I came across with the following type of matrix equation, \begin{equation} X^TA-AX=QX,\ \ \text{and} \ X^{-1}=X \hspace{15pt} (1) \end{equation} for $A,Q$ known symmetric matrices. This, reminds Lyapunov matrix equation, $$BX + XB^T + Q = 0.$$ Although, in Lyapunov the unknown matrix is different as in my equation. I am wondering if there is any method to solve (1).

Answer 1

Your equation has nothing to do with the Sylvester one. It is more complicated.

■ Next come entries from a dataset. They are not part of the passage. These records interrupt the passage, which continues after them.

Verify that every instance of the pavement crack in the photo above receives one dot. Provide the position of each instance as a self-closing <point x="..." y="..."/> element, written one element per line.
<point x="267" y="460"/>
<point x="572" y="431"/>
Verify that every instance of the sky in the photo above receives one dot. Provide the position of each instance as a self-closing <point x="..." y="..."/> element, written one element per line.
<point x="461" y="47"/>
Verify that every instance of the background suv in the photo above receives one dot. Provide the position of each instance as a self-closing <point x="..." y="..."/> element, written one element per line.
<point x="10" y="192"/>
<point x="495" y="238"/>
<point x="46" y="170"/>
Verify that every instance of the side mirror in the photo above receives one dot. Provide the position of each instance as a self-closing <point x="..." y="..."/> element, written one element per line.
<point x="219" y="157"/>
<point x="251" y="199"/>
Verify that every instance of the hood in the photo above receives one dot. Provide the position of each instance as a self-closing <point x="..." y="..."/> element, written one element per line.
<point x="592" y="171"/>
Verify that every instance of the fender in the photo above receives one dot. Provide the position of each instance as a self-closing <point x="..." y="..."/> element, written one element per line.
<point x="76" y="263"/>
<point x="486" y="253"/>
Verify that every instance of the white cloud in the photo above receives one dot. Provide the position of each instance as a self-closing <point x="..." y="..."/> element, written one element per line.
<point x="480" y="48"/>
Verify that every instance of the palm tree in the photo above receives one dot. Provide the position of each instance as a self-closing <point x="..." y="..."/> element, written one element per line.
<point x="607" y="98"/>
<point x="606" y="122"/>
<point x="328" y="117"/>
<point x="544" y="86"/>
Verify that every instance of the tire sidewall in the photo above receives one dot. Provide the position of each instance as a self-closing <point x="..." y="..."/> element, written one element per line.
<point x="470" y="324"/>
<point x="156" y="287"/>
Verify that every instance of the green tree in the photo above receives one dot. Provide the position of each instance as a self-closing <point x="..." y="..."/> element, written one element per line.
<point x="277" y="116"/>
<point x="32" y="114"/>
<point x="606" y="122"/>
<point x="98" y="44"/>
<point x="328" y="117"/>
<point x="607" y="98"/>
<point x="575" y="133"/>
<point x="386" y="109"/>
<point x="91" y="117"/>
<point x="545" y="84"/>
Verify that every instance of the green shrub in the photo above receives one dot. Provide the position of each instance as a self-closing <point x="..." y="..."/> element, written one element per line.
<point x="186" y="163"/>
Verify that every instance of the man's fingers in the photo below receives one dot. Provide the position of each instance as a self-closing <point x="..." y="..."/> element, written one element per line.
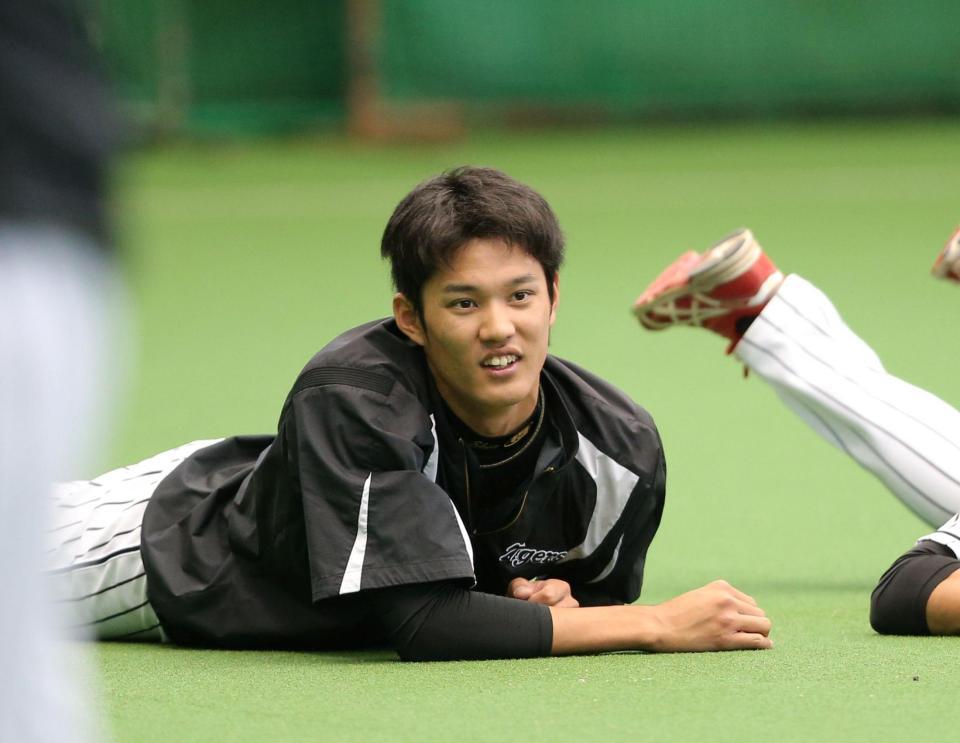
<point x="750" y="641"/>
<point x="521" y="588"/>
<point x="750" y="609"/>
<point x="741" y="595"/>
<point x="754" y="624"/>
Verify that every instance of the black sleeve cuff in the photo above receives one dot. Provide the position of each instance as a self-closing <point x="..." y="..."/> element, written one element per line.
<point x="898" y="605"/>
<point x="444" y="621"/>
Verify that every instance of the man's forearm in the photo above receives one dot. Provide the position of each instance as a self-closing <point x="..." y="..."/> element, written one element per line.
<point x="601" y="628"/>
<point x="943" y="607"/>
<point x="715" y="617"/>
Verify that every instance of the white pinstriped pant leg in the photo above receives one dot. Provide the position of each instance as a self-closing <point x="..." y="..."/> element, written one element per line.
<point x="905" y="436"/>
<point x="59" y="306"/>
<point x="93" y="548"/>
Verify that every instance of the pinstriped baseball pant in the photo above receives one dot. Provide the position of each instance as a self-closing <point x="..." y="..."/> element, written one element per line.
<point x="93" y="548"/>
<point x="834" y="381"/>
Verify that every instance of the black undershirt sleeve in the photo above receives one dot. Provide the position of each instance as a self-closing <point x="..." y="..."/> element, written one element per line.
<point x="444" y="621"/>
<point x="898" y="605"/>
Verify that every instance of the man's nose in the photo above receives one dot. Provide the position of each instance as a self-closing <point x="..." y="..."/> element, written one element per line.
<point x="497" y="324"/>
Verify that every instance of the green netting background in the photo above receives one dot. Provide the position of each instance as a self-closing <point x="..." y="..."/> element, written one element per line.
<point x="250" y="65"/>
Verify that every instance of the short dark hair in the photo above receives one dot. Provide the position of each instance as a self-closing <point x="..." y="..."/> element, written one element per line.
<point x="444" y="213"/>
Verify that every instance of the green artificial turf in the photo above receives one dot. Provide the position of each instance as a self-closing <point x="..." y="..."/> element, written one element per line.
<point x="245" y="259"/>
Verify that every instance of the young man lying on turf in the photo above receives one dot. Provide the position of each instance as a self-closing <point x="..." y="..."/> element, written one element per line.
<point x="788" y="333"/>
<point x="437" y="481"/>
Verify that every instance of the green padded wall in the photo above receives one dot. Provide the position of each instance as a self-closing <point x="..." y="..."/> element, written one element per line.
<point x="249" y="65"/>
<point x="654" y="56"/>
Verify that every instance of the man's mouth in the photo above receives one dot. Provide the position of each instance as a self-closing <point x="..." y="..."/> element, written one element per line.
<point x="500" y="362"/>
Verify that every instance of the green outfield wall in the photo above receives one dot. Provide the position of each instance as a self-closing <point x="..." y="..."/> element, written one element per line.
<point x="249" y="65"/>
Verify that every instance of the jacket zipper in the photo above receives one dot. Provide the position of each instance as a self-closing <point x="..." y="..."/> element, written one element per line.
<point x="466" y="482"/>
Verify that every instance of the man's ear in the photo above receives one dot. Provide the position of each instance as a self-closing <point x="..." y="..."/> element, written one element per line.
<point x="408" y="319"/>
<point x="556" y="298"/>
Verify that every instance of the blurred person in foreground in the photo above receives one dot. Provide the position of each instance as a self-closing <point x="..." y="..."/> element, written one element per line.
<point x="437" y="481"/>
<point x="58" y="288"/>
<point x="789" y="333"/>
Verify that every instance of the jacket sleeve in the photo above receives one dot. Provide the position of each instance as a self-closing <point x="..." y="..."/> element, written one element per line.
<point x="444" y="621"/>
<point x="359" y="450"/>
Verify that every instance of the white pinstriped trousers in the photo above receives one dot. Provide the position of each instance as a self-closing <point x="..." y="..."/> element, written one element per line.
<point x="834" y="381"/>
<point x="93" y="548"/>
<point x="58" y="302"/>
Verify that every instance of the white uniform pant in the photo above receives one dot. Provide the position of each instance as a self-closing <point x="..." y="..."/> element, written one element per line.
<point x="834" y="381"/>
<point x="58" y="302"/>
<point x="93" y="548"/>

We assume that the matrices are real. Here $A,B=A+Q$ are $n\times n$ symmetric matrices and we consider the matrix system in the unknown $X$

$(*)$ $X^TA=BX,X^2=I_n$. In general, $(*)$ has no solutions.

EDIT

$\textbf{Proposition}$. Assume that $(*)$ has solutions.

i) Then $A,B$ have same signature.

ii) If moreover, $rank(A)=n$, we put $spectrum(A^{-1}B)=(\lambda_i)$. Then, there are $i,j$ s.t. $\lambda_i\lambda_j=1$.

iii) $\det(A)=\det(B)$.

$\textbf{Proof}$. i) is a consequence of $X^TAX=B$ with $X$ invertible. Note also that $X^TBX=A$.

ii) Let $U=A^{-1}B$. Then $X=UXU$ and $U^{-1}X-XU=0$.

The linear function $f:Y\mapsto U^{-1}Y-YU$ satisfies $spectrum(f)=(1/\lambda_i-\lambda_j)_{i,j}$; since $\ker(f)\not= 0$, we are done. $\square$

$\textbf{Remark}$. The $3$ above conditions do not suffice to obtain solutions. We give $2$ examples for $n=4$,

1. $A=diag(2,3,7,1/42),B=diag(2,\begin{pmatrix}5&3\\3&9\end{pmatrix},1/72)$. Although $A,B>0,\det(A)=\det(B)=1$ and $spectrum(U)=\{1,?,?,?\}$, $(*)$ has no solutions.

2. $A=diag(2,3,7,1/42),B=diag(2,\begin{pmatrix}5&2\\2&9\end{pmatrix},1/82)$. Here $A>0,B>0,\det(A)=\det(B)=1$ and $spectrum(U)=\{1,1,a,1/a\}$, where $a>0$; $(*)$ admits an infinity of slutions.